While that summary makes it sound as though I spent the third quarter watching the market open and
then sunning myself on the beach the rest of the day, in reality boring markets are a great time to restock the pipeline with future opportunities. During these periods, I research new companies, establish
my estimates of their value, and then decide how great a discount to that value I demand to invest your
money in them. That provides me a list of great companies I would like to own, and target prices at
which I would be willing to invest. If volatility continues to pick up and stocks decline, you will end up
owning some of these new companies, reaping the rewards of seeds sown in the dull times.
As I await those opportunities I am maintaining a higher allocation to cash than at most times in the past.
Currently about 10% of your assets sit in cash, awaiting worthy investments.
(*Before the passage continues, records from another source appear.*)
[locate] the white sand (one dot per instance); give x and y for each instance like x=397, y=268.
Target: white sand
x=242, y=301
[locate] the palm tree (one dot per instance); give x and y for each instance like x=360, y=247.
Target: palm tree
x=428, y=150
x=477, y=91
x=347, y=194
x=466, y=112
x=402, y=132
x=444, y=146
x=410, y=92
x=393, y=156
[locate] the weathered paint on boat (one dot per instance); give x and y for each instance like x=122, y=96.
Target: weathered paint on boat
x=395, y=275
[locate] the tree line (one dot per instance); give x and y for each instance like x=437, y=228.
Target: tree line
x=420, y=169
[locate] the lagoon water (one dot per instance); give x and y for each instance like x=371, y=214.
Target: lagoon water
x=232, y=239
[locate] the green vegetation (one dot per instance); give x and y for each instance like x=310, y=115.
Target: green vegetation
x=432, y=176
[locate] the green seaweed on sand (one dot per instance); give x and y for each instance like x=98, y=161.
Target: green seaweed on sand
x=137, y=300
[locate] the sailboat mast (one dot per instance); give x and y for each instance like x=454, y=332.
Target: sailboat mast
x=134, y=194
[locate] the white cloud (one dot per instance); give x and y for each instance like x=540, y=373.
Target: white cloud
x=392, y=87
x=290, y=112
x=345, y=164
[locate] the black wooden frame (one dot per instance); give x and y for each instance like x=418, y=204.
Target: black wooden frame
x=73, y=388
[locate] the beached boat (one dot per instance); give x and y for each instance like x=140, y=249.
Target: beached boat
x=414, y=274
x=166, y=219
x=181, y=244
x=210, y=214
This is close to the
maximum with which I am comfortable. That gives me plenty of flexibility to buy stocks quickly if
prices decline, while not keeping so much of your assets un-invested as to risk missing a bull market run.
I believe the greatest risk for the long term investor is being under-invested during the massive bull
markets that have historically come about every 30-40 years. Those bull runs in the past have
compounded by 10-15 times over 15-20 years. If your time horizon is long enough, even the worst
drawdowns are dwarfed by the subsequent returns. I would much rather be buying stocks all the way
down than be sitting in cash all the way back up. Participating in just one of those giant bull markets
creates life-changing wealth for many investors.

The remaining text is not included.